Selbstbildnis
Christian Daniel Rauch wurde am 2. Januar 1777 geboren. Es ist seltsam. Als ich nachsah, wer im Kalender stand und folglich meinen Anmerkungen entgangen war, stachen 2 Namen hervor, eben dieser und der von König Friedrich Wilhelm IV. Nun über letzteren gibt es etwas hier. Beim ersteren nur Bemühungen, denen Umstände dazwischenkamen, und dann die andauernde Charakterschwäche, ferner bitte ich um Nachsicht für zu erwartende Rechtschreibfehler, ich habe soeben meine Schreibtischlampe zerlegt, etc. etc. Das Übliche eben.
Christian Daniel Rauch war Kammerdiener der hochverehrten Königin Luise und später dann ein so anerkannter Künstler, daß sich der Berliner Wortwitz zu obiger Bemerkung herausgefordert sah (andere meinen, sein Lehrer Schadow selbst hätte gesagt: „Mein janzer Ruhm is in Rauch uffjegangn“; Schadow war ein souveräner Mann, es wäre plausibel). Nun ja.
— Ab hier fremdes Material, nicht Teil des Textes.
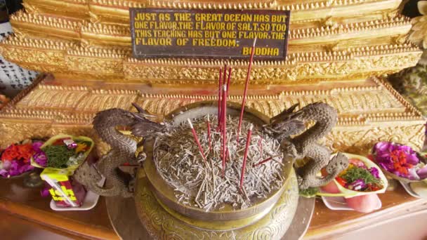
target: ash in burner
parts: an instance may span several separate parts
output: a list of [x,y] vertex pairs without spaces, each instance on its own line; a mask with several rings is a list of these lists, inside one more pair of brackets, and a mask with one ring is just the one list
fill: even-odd
[[[222,176],[221,139],[217,131],[217,118],[210,116],[211,148],[209,147],[207,116],[193,119],[206,163],[199,151],[187,122],[159,137],[155,146],[155,162],[162,178],[175,189],[178,201],[206,211],[224,208],[230,204],[234,209],[251,206],[256,198],[266,198],[280,188],[283,152],[280,143],[254,126],[248,150],[242,191],[239,189],[247,131],[250,122],[243,120],[240,143],[236,131],[239,119],[228,116],[227,146],[228,156],[225,175]],[[261,163],[263,160],[265,161]],[[260,164],[260,163],[261,163]],[[258,165],[257,165],[258,164]]]

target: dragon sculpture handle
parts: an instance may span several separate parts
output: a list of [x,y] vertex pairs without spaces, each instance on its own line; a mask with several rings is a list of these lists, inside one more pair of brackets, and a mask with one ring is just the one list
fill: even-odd
[[[335,109],[324,102],[312,103],[294,112],[298,104],[272,118],[270,124],[265,126],[265,131],[282,141],[294,159],[310,159],[298,171],[300,189],[323,186],[348,166],[348,160],[344,154],[338,153],[331,159],[331,153],[327,148],[317,143],[335,126],[338,114]],[[304,131],[305,123],[308,121],[315,124]],[[294,135],[298,135],[291,138]],[[323,168],[326,168],[328,175],[324,178],[317,177]]]
[[[330,159],[329,151],[317,143],[336,124],[336,111],[325,103],[316,102],[294,112],[297,105],[272,118],[265,130],[282,141],[288,153],[294,159],[310,159],[300,171],[298,184],[301,189],[322,186],[331,181],[348,165],[347,158],[342,154],[339,153]],[[126,162],[136,164],[138,160],[145,159],[143,153],[138,157],[135,156],[136,142],[119,133],[117,126],[129,127],[133,135],[147,139],[166,131],[171,126],[160,116],[149,114],[136,105],[133,106],[138,112],[113,108],[100,112],[93,120],[93,128],[105,142],[111,145],[111,150],[94,166],[84,163],[77,170],[74,178],[99,195],[131,196],[131,182],[129,178],[124,178],[119,167]],[[309,121],[315,121],[315,124],[304,131],[305,123]],[[295,135],[298,135],[291,138]],[[326,167],[328,175],[322,178],[318,178],[317,174],[324,167]],[[104,187],[97,185],[102,175],[107,179]]]
[[[111,150],[91,166],[85,161],[75,172],[74,178],[97,194],[106,196],[131,196],[132,184],[119,167],[125,163],[137,164],[145,159],[143,152],[136,157],[136,142],[117,131],[117,126],[131,128],[132,134],[144,139],[151,138],[167,128],[168,124],[157,115],[149,114],[133,104],[137,113],[113,108],[98,112],[93,119],[93,128],[98,135],[111,146]],[[98,182],[106,178],[105,187]]]

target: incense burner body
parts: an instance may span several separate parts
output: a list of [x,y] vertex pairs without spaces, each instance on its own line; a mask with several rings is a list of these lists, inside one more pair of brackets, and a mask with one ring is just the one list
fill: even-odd
[[[197,102],[187,105],[177,109],[166,116],[166,121],[170,121],[172,126],[177,126],[187,121],[187,119],[197,119],[207,114],[215,115],[218,108],[214,102]],[[237,116],[240,114],[240,106],[230,105],[227,113],[231,116]],[[268,123],[269,119],[262,114],[251,109],[246,109],[244,119],[254,125],[262,126]],[[173,126],[172,126],[173,127]],[[200,221],[238,221],[244,220],[247,224],[251,223],[251,219],[255,220],[267,214],[277,202],[284,189],[289,184],[289,175],[292,171],[293,159],[288,156],[284,159],[284,166],[282,168],[282,176],[284,179],[282,185],[277,189],[272,190],[270,195],[265,199],[254,199],[253,205],[249,208],[235,210],[230,204],[225,204],[221,210],[205,211],[202,208],[183,205],[178,201],[173,192],[173,187],[169,186],[158,173],[153,152],[156,146],[156,139],[147,140],[144,144],[144,152],[147,159],[143,164],[143,169],[147,178],[151,183],[155,195],[160,204],[168,209],[172,210],[188,218]],[[138,182],[136,182],[137,185]],[[136,199],[136,201],[138,201]]]

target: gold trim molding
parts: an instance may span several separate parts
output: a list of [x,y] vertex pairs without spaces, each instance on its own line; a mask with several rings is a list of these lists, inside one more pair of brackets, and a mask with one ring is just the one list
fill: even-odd
[[[137,102],[155,113],[166,114],[183,105],[214,95],[142,93],[136,90],[96,88],[88,86],[63,86],[60,81],[41,81],[18,95],[0,111],[1,146],[34,136],[60,133],[95,138],[98,153],[108,147],[91,128],[98,111],[120,107],[131,109]],[[383,80],[372,78],[353,87],[284,91],[275,95],[249,95],[247,106],[272,116],[291,105],[301,107],[324,101],[337,109],[339,121],[324,142],[331,149],[369,152],[379,140],[405,142],[420,148],[423,142],[424,119],[421,113]],[[230,101],[240,102],[240,95]]]

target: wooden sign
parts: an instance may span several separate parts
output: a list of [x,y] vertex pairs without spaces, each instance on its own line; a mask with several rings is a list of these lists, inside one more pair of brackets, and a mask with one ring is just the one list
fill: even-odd
[[133,57],[284,60],[289,11],[131,8]]

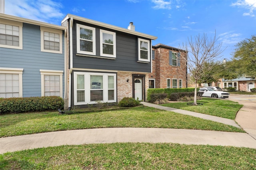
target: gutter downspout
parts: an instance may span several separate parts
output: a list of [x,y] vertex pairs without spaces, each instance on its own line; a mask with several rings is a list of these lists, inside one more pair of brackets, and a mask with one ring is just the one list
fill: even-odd
[[71,77],[72,70],[73,69],[73,17],[70,18],[70,24],[69,24],[69,32],[70,33],[69,36],[69,47],[71,47],[70,49],[70,71],[69,72],[69,90],[68,90],[68,109],[71,108]]
[[67,29],[65,29],[64,33],[64,97],[67,98]]

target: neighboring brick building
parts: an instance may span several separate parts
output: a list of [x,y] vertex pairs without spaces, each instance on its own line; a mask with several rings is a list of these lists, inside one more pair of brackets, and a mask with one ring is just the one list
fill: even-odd
[[186,60],[181,57],[182,55],[186,56],[185,51],[162,44],[152,46],[152,50],[149,88],[187,87]]

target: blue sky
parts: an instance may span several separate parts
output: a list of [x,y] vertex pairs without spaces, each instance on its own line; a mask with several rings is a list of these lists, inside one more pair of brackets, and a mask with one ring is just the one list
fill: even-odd
[[156,36],[178,47],[188,37],[219,37],[222,58],[256,34],[256,0],[5,0],[5,13],[60,25],[68,14]]

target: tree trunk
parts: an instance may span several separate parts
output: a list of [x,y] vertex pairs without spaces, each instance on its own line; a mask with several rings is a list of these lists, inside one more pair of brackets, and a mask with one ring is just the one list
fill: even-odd
[[194,96],[194,105],[197,105],[196,100],[197,99],[197,82],[195,83],[195,93]]

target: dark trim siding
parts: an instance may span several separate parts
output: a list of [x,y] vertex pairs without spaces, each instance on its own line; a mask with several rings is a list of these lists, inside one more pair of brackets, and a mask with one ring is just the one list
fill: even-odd
[[[76,23],[94,27],[96,34],[96,55],[90,56],[77,53]],[[116,58],[111,59],[100,57],[100,29],[116,32]],[[125,71],[150,72],[151,62],[138,62],[138,38],[144,38],[131,34],[115,31],[109,29],[86,24],[74,21],[73,26],[73,67],[81,68],[120,70]],[[151,47],[151,40],[150,40]],[[149,49],[150,54],[152,53]]]

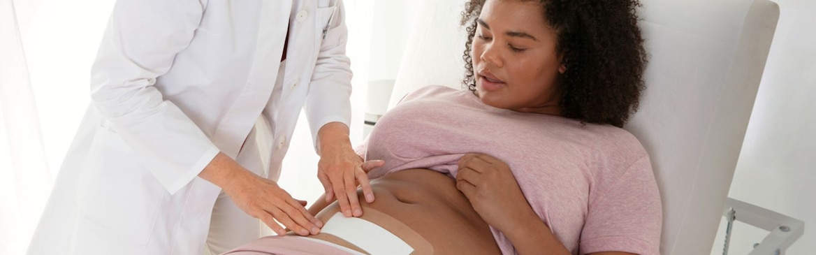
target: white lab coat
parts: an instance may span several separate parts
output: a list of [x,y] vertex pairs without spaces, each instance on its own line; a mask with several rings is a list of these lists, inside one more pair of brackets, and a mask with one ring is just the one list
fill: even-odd
[[344,16],[341,0],[118,0],[29,254],[200,254],[220,189],[197,174],[267,107],[287,27],[269,176],[304,105],[313,137],[348,124]]

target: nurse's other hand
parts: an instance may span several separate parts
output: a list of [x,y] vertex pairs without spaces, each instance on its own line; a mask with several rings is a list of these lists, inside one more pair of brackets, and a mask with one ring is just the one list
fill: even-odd
[[362,208],[357,199],[357,186],[362,188],[366,201],[373,203],[374,191],[369,184],[368,172],[382,166],[384,162],[363,163],[350,145],[326,146],[322,149],[321,154],[317,163],[317,179],[326,191],[326,201],[336,199],[340,211],[346,217],[362,216]]
[[320,233],[322,222],[306,211],[304,201],[293,199],[275,181],[243,172],[224,188],[238,208],[260,219],[278,235],[286,231],[275,220],[300,235]]

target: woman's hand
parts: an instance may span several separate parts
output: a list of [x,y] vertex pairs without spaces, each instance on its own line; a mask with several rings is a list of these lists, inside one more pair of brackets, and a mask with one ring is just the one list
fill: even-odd
[[521,193],[504,162],[483,154],[467,154],[459,161],[456,188],[487,224],[505,231],[540,219]]

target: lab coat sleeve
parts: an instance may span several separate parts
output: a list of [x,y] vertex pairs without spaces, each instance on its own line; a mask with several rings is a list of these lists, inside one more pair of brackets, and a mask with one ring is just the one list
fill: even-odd
[[118,0],[91,68],[93,105],[171,194],[220,151],[153,86],[189,45],[206,1]]
[[321,43],[317,61],[306,98],[306,118],[312,129],[315,151],[317,131],[329,123],[339,122],[350,127],[352,93],[351,61],[346,56],[348,29],[343,2],[338,1],[334,24],[329,24],[326,38]]

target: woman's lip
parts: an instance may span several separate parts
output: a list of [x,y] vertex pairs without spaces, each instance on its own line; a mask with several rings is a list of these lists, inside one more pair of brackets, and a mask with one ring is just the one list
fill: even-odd
[[504,83],[491,82],[486,77],[481,75],[479,76],[479,82],[480,85],[481,85],[481,87],[488,92],[494,92],[499,90],[505,85]]
[[491,74],[490,72],[488,72],[486,70],[479,72],[478,75],[481,76],[481,77],[483,77],[483,78],[486,78],[488,80],[490,80],[493,83],[504,83],[503,81],[502,81],[502,80],[499,79],[498,78],[496,78],[495,75],[493,75],[493,74]]

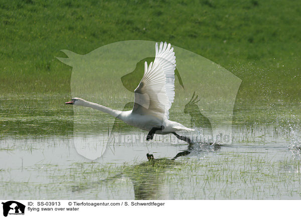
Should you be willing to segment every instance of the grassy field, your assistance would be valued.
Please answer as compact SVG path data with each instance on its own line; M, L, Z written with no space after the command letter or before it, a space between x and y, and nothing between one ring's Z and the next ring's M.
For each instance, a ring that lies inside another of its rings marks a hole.
M264 120L267 110L273 119L299 114L300 2L0 0L0 12L3 130L11 122L27 125L18 123L26 116L57 117L57 124L65 118L54 129L71 130L72 109L62 102L71 96L72 68L55 57L132 40L167 41L240 78L234 121Z
M298 1L20 0L1 0L0 8L3 96L68 93L71 68L55 58L61 49L84 54L143 40L224 66L243 80L240 97L257 99L267 88L271 97L299 101Z

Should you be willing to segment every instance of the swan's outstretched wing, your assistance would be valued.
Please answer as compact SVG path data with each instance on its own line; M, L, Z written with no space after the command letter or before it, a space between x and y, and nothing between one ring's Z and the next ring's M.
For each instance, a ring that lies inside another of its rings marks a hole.
M144 75L134 91L133 112L169 118L175 97L176 56L173 50L167 42L161 42L159 48L156 44L154 63L147 66L145 62Z

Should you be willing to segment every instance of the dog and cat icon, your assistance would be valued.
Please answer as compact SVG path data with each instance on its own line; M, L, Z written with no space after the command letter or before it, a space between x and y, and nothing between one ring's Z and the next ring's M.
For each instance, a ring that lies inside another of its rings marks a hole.
M25 206L15 200L3 202L3 216L7 216L10 214L24 214Z

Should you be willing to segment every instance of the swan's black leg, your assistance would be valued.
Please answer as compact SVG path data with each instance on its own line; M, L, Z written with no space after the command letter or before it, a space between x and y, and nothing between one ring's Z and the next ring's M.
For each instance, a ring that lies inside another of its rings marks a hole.
M149 132L148 132L148 134L147 134L147 136L146 136L146 140L152 140L153 138L154 138L154 135L156 133L156 132L158 130L162 130L163 129L163 126L162 126L160 128L159 128L158 127L153 128L152 130L150 130L150 131L149 131Z
M183 140L183 141L185 141L188 143L192 142L192 141L191 140L190 140L190 138L189 138L188 137L185 137L185 136L178 135L175 132L173 132L172 133L173 134L174 134L175 136L176 136L180 140Z

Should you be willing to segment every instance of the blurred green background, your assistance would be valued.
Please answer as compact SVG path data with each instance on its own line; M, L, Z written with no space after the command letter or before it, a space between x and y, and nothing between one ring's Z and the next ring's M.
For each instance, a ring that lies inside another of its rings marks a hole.
M300 1L1 0L0 13L3 116L72 114L62 104L72 68L55 58L66 56L60 50L132 40L167 41L238 76L234 114L299 114Z

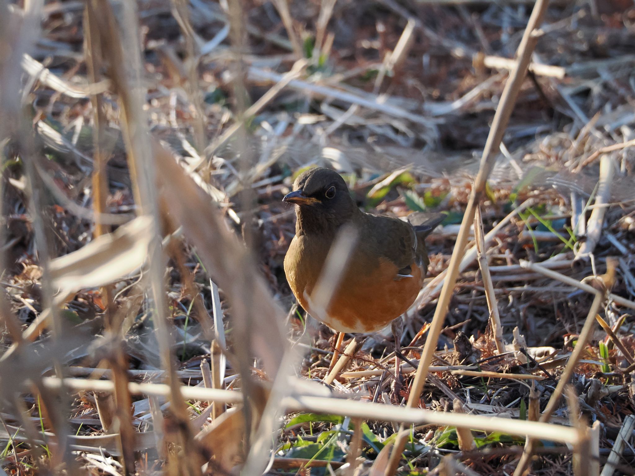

Wenn wir uns Rauchs Werk nähern, treten wir ein in eine vergangene Welt von Statuen und Gesichtern. Dieses Land ist leicht charakterisierbar durch seine Denkmalsentleertheit, was darauf hindeutet, daß in den letzten sagen wir 200 Jahren einiges übereinandergestolpert ist. Unvergessen wird er bleiben als Schöpfer des Grabmals unserer Königin Luise. Aber um sein Leben wenigstens kurz zu streifen:
Geboren wurde er in Arolsen, im kleinen Fürstentum Waldeck. Obwohl in beschränkten Verhältnissen aufgewachsen, gab es schon früh eine Beziehung zur höfischen Sphäre, sein Vater war Kammerdiener des Fürsten zu Waldeck und sorgte sich um eine anspruchsvollere Bildung. Eine Bildhauerlehre mußte Rauch abbrechen, als der Vater und bald darauf auch sein älterer Bruder starben. Letzterer war Kammerdiener des preußischen Königs gewesen und 1797 konnte Rauch in dessen Stelle bei Friedrich Wilhelm II. eintreten. Nebenher suchte er seine künstlerischen Studien fortzusetzen.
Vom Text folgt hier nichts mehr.